Need Dance Class Backup? These 2 Books Can Help!
I dunno about you, but I’m up for all the help I can get when it comes to resources and tools for my dance classes. I’m all about creative props, engaging music, educational games, and books. Lots, and lots of books!
Now, before you think of these as book strictly for your creative movement or little kid classes, let me tell you why I love each of these so much, and how I’ve created lessons around these books for my own dance classes.
I think we all know by now that mindfulness and meditation are super important tools for our well-being, and personally, try to find every opportunity I can to incorporate these concepts into my dance classes (for example, my Body Positivity for dancers classes are all about growth mindset and creating a positive inner dialogue), so making dancers aware of their breath from the start is key.
Alphabreaths explores different breathing techniques with animals and emotions, making it accessible for many age groups. A is for Alligator breath, for example, which is a quick and sharp, snappy breathing. Use this concept with your little ones and explore levels (alligators move at low levels… what animals move at high levels, and how would that animal breathe?) , what pathway to alligators move with? (curvy), and what kind of energy do alligators move with? (slow, but also speedy and snappy). These are just a few examples.
For older dancers, try using these quick alligator breaths to encourage core activation in movements such as turns, partnering, and jumps, or even with their acting - what character might they be portraying that would need quick, sharp, or surprised breaths?
Every dancer, of every age and skill level needs practice and understanding of music, and musicality, which is where Once Upon a Rhythm comes in. With its bold design and illustration, it’s a quick trip around the musical world with plenty of diversity and history.
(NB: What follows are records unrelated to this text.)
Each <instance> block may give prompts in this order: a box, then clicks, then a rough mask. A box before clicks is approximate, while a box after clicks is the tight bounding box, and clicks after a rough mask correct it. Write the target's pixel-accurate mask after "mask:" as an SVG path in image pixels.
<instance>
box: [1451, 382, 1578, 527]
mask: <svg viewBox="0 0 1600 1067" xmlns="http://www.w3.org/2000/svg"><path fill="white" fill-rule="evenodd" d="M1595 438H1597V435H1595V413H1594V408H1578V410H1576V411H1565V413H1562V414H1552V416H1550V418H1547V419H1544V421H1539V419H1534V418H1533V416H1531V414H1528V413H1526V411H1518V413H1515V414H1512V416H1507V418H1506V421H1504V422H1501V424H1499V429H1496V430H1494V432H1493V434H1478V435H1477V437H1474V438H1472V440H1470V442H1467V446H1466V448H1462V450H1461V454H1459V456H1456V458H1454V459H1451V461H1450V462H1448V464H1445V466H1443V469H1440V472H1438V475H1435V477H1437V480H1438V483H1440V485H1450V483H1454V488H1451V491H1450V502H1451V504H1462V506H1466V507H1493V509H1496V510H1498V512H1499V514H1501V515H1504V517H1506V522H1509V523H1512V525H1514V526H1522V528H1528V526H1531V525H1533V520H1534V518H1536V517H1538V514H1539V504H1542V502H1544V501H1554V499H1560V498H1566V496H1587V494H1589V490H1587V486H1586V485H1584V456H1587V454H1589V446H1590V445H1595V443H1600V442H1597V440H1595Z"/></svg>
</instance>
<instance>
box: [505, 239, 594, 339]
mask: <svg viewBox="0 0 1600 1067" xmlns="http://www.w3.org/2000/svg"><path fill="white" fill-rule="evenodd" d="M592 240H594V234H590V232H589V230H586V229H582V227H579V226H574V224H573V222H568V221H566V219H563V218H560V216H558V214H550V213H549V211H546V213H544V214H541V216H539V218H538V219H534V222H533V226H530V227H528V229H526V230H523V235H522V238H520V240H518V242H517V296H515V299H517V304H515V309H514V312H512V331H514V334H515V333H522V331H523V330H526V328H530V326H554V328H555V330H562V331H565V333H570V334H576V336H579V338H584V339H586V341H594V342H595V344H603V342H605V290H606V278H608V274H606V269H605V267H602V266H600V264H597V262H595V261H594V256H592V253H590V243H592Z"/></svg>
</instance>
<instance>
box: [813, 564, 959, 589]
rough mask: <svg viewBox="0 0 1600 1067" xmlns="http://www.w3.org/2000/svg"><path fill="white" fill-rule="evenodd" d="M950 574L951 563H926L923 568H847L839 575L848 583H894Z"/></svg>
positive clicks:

Use this book with younger dancers to explore beat and rhythm, marching, hopping, jumping, etc, as well as different geographical areas and their musical traditions. Maybe try character dancing, or classical Indian hand gestures. Older students can use this book as a jumping off point to research a musical era of their choice or explore a musical genres impact on dance.
Really the possibilities are endless, but these two books are great resources for any dance teacher who want to supplement their lessons with concepts that will connect, engage, and serve students for years to come!